6. The Palm Beach Story
Another story from the crafty hand of Preston Sturges and the peculiar acting skills of Joel McCera collide in this screwball romantic comedy that stands well throughout the years. The tale is simple, yet it devours the very essence of the very used form by Sturges – the comedy of manners. Dealing with the mannerisms of high society, as well as their obvious faults, it satirizes a bourgeois society that has corrupted all of its previous moral values.
“The Palm Beach Story” offers the hilarious plot of comedic circumstances as well as serves as a more obscure social commentary in a society that has lost touch with itself. In essence, Sturges captures themes that are far away from Hollywood glamour, but it has a scent of caring for the problems and turbulences a certain society experiences. The hilarity of the situation brings the decadence of the players involved to its logical conclusion.
7. Three Billboards Outside Ebbing, Missouri
Sometimes we are hooked by characters that we are used to seeing in a similar role, or who we get a similar vibe from their roles. Such is the case with Frances McDormand, who is never short of an Academy Award-winning performance.
Set in a classical small town environment, which is one of the natural habitats of McDormand’s acting abilities, we are faced with the ever-so-present contemporary struggle of a person against the authorities, on a quest for justice. Brought together with a strong and bold script, the multi-award winning film is a testament to the fight against the machine in a more localized setting.
The character plot works best when things are stacked against the leading hard-nosed mother that is captured by both a sense of getting justice into her own hands, as well as being energized by the all-too-known motherly instinct. A simple story dealing with a simple problem that can be very shaky to a community that has all of its sights into a trust of local government.
8. Wag the Dog
The oft-quoted and referenced movie that drips with political satire as well as gives a pessimistic look into the doings and workings of government makes the list simply for the blackness it offers to the topics of politics, war, and power, along with a plot that is very similar to the devious stories of the Coens.

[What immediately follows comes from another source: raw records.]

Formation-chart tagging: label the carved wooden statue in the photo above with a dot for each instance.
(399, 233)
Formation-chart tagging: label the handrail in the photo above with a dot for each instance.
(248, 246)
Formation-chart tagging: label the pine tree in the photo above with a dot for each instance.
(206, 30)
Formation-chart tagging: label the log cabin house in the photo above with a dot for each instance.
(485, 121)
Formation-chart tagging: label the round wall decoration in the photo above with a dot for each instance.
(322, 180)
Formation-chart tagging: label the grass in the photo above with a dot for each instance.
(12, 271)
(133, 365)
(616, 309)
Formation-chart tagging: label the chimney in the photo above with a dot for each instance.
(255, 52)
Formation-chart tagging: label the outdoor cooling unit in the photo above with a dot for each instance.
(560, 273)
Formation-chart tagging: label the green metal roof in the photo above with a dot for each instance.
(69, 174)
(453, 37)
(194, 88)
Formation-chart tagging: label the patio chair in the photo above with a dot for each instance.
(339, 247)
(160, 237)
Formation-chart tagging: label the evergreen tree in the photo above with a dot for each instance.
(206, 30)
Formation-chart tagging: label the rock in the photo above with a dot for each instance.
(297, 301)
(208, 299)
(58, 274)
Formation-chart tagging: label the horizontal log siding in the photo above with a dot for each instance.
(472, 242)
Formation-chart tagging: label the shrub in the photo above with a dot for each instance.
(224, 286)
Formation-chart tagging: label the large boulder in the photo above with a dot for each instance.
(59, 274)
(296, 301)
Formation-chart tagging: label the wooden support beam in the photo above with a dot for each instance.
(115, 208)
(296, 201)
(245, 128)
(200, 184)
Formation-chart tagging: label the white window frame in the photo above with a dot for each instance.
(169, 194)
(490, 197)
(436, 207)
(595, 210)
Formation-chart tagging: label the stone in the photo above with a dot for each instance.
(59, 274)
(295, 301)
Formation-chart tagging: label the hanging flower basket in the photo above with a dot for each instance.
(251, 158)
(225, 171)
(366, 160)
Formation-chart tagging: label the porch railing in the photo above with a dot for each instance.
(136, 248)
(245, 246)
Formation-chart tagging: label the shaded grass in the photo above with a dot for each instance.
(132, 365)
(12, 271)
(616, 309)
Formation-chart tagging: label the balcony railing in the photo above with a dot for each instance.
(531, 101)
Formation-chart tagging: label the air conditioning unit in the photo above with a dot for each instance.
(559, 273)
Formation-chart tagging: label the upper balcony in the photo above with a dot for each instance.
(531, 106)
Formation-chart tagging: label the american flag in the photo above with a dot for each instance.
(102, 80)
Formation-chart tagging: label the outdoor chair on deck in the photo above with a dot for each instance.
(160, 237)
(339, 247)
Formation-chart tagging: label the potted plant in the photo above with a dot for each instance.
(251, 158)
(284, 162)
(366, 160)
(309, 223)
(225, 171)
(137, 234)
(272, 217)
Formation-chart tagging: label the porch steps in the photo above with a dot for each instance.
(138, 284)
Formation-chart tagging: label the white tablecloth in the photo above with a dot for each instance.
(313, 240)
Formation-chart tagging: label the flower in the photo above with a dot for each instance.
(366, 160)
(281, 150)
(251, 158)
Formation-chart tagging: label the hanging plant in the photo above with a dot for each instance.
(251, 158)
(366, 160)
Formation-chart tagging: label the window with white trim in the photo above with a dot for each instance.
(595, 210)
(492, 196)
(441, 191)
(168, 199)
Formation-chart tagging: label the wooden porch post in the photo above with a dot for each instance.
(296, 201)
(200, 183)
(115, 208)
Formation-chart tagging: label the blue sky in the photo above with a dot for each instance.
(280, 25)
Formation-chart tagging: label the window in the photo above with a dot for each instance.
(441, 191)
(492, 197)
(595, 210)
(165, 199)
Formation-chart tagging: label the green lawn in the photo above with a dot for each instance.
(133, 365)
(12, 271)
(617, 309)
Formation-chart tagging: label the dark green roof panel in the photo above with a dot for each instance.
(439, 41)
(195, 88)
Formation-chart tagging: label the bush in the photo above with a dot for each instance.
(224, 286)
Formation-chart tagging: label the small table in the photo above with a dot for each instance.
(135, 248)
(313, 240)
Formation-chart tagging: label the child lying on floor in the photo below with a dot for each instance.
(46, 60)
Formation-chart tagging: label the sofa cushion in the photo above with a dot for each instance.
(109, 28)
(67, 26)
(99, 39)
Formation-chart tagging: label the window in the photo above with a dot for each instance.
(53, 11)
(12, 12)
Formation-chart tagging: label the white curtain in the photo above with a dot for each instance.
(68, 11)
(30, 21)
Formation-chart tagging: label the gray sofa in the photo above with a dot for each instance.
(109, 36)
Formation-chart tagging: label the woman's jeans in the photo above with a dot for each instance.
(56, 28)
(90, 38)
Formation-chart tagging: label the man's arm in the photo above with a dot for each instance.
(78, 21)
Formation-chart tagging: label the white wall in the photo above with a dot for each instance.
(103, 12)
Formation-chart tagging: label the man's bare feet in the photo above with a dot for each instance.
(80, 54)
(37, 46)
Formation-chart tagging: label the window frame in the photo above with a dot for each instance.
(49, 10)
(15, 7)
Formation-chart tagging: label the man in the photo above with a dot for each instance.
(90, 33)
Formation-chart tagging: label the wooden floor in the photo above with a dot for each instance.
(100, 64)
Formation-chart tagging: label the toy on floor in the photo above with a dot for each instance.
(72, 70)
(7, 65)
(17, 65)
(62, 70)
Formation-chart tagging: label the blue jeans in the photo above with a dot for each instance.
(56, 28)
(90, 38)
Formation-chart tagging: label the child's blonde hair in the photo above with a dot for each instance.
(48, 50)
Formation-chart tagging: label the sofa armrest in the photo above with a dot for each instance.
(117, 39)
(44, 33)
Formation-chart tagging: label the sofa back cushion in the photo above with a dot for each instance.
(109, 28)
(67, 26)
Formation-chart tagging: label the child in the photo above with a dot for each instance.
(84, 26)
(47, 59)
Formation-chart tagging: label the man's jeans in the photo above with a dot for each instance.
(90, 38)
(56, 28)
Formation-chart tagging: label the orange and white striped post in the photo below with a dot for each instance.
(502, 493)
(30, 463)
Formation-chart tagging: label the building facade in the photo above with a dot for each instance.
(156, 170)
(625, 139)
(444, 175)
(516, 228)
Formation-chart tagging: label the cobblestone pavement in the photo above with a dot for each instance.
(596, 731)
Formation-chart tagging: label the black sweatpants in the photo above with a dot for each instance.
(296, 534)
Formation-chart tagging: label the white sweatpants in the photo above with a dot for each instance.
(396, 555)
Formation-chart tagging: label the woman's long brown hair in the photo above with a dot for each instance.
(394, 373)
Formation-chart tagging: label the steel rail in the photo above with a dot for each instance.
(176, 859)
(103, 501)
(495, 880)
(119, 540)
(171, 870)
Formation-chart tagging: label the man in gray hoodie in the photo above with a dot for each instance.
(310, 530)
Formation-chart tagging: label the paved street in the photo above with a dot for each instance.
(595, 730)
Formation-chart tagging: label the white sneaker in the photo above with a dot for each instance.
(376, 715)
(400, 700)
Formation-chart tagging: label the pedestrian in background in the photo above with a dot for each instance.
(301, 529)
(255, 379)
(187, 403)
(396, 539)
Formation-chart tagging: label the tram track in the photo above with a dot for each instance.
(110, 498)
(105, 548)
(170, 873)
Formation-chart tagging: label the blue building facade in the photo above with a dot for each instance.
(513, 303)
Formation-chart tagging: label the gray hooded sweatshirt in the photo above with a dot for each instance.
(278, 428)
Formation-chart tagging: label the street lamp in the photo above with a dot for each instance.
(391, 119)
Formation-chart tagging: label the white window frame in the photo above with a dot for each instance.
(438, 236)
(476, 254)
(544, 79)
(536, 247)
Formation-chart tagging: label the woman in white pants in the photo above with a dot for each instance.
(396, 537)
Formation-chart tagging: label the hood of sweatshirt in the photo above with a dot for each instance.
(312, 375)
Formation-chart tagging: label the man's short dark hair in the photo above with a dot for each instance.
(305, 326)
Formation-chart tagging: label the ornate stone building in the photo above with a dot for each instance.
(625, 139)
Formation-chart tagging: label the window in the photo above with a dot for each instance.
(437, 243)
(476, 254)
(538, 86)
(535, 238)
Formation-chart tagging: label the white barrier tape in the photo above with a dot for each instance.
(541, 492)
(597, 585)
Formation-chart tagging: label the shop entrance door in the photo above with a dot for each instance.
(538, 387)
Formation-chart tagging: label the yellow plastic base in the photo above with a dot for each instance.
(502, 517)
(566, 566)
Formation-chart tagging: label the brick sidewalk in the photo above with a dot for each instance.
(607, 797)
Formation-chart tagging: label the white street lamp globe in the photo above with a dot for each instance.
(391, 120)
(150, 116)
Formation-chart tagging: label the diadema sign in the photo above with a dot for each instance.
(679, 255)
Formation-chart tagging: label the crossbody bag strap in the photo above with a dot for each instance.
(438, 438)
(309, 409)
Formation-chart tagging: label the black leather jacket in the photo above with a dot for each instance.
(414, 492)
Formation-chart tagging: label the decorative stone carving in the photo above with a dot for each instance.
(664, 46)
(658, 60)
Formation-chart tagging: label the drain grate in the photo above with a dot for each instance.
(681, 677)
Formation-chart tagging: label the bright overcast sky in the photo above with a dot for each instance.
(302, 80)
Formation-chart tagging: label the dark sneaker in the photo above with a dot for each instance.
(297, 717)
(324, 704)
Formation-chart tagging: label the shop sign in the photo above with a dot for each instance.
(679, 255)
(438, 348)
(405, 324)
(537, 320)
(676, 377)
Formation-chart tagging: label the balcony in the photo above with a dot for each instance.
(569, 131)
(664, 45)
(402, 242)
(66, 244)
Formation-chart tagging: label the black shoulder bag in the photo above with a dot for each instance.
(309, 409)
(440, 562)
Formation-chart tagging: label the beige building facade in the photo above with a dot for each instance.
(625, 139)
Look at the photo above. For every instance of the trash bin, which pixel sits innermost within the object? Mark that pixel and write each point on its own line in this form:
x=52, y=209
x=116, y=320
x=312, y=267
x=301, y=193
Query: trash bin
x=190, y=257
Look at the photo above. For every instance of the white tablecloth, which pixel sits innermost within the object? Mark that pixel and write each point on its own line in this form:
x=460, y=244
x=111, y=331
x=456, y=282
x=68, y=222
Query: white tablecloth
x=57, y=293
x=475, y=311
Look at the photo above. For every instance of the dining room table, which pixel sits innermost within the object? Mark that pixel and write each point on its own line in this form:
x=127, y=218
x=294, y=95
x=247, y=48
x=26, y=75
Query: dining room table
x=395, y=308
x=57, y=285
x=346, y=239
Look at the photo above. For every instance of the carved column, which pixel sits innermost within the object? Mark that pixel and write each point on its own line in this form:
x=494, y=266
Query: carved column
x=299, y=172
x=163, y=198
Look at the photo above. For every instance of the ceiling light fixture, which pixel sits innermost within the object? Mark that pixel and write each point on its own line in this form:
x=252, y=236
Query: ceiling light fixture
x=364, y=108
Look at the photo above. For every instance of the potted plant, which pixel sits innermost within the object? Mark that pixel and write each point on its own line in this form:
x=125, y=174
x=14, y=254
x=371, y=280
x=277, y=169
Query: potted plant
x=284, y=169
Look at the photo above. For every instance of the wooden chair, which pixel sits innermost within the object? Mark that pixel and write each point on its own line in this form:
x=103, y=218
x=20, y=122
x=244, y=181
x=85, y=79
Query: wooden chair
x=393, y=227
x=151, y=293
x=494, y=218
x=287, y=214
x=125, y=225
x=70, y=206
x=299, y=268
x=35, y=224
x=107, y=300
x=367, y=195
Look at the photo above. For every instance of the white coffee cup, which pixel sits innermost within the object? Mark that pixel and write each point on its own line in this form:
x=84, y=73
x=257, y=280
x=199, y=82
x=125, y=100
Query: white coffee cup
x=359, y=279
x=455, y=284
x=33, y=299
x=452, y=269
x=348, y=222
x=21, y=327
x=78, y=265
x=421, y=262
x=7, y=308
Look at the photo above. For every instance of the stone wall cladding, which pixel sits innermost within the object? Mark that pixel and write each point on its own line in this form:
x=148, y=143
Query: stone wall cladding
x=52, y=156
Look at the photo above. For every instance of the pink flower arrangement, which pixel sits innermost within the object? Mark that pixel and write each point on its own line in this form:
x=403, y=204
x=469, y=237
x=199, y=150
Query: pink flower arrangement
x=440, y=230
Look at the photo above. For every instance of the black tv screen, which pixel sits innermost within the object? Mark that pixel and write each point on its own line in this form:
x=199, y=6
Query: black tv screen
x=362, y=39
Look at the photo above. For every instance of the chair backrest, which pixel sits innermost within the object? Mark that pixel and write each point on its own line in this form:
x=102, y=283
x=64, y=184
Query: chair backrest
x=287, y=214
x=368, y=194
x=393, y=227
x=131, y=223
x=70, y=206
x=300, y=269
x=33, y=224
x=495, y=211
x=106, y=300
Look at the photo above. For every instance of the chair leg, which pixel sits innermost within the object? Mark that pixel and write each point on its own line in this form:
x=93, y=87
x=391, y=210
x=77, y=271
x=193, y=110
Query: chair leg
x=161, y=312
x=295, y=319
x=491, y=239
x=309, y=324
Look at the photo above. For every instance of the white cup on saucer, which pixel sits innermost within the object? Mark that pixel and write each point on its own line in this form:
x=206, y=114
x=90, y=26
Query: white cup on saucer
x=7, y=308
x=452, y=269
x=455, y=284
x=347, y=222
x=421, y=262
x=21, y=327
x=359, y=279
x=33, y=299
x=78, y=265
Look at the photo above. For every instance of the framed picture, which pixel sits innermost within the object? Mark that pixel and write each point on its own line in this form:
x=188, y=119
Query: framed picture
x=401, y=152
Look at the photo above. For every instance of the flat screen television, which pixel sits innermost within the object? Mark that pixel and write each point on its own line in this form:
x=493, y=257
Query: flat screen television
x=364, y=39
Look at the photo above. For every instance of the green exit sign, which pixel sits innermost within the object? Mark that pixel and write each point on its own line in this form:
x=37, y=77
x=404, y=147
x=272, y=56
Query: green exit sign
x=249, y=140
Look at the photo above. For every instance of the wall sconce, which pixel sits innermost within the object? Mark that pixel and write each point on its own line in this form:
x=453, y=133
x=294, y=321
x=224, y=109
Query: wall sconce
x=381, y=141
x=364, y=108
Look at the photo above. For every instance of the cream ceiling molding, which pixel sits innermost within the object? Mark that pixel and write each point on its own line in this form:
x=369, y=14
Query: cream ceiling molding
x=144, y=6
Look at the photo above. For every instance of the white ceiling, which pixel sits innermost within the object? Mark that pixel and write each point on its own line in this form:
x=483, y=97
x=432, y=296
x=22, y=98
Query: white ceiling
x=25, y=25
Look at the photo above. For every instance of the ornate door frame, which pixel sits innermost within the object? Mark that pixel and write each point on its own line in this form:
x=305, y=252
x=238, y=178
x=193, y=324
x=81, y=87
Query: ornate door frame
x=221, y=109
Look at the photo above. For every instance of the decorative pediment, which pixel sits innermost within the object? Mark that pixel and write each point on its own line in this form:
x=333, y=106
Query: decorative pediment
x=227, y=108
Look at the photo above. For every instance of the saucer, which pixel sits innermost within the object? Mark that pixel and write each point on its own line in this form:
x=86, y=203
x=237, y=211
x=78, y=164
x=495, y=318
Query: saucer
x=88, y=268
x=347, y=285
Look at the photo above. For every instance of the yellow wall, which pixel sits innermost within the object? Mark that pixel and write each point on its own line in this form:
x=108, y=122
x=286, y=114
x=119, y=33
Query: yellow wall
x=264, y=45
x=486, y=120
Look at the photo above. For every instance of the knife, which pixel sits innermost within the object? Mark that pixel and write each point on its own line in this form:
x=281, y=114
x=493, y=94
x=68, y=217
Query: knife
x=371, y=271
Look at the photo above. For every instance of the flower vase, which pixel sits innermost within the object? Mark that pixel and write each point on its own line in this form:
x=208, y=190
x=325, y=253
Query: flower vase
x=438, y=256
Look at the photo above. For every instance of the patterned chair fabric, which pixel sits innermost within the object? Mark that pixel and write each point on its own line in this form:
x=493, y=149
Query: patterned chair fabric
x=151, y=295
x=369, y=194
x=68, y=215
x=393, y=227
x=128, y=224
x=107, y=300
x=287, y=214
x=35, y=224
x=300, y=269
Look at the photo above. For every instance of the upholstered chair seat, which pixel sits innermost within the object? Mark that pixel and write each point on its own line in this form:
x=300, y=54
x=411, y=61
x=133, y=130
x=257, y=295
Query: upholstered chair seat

An absurd tale of everyone being an antagonist against a group of innocent and unsuspecting citizens, which in a broader sense can be named “the country,” reveals the behind-the-scenes mechanisms in which political power operates; without going deeply into conspiracies or paranoia, it delivers a cold-hearted execution on the topics of manipulation with public opinion and misuse of power.
The magnificent acting duo of De Niro and Hoffman are acting on two fronts, convincing the viewers of the truthful in-character performances that they deliver on one hand, and also acting within the acting for the American public, which goes together with an orchestrated attack of propaganda to protect power from the people.
9. The Third Man
We fill the list yet with another noir, the everlasting classic played out on the streets of Vienna – “The Third Man.” Combining a plot shrouded in mystery with a brilliant performance by the leads tells the tale of the disappearance of Harry Lime, whose presence from beyond the grave is set up with the tone of Anton Karas’ zither and the post-World War II Vienna scenery that lets us explore from the top of the Ferris wheel to the depths of the Vienna sewage.
We are compelled by the stunning cinematography, which is the true carrier of the atmosphere that captures the underbelly of the criminal world we see unveiling in front of us. No new shot is similar to the previous one in building the tension of the mysterious persona of Lime executed to acting perfectionism by Orson Welles, who gets devoured and spat out easily from the Viennese architecture in and out of existence as his ethereal persona also appears and disappears from the soul of the film.
Underneath the “murder-mystery” that is presented at first, we get a love story that engrains itself into a beautiful setup for the films payoff. It’s a film that is filled with titles like “the best” and “the greatest,” but the interesting thing about “The Third Man” that it’s hailed and acclaimed not only for one, but for multiple film achievements in various aspects of filmmaking.
10. Kind Hearts and Coronets
Another film that stars Alec Guinness as a leading comedian in probably the most absurd film on the list. Guinness really steals the show with the transformative character of his acting style, which is deadpan serious with a masterful craft to capture the very essence of what the film is trying to convey to us.
A very early example of comedy that makes extreme scenarios and situations and which takes into the realm of the surreal. The Coens were undoubtedly inspired by this and all the other movies on this list.
The Coen brothers’ career is a statement of its own in filmmaking, but the great inspirations that they are to other filmmakers and to newer generations is a testimony that they are already renowned as masters who explore for everyone else. As well as seeing the influences that they had from previous great names, we see a link into how well-crafted stories can not be escaped from, since there is always a hunger for them.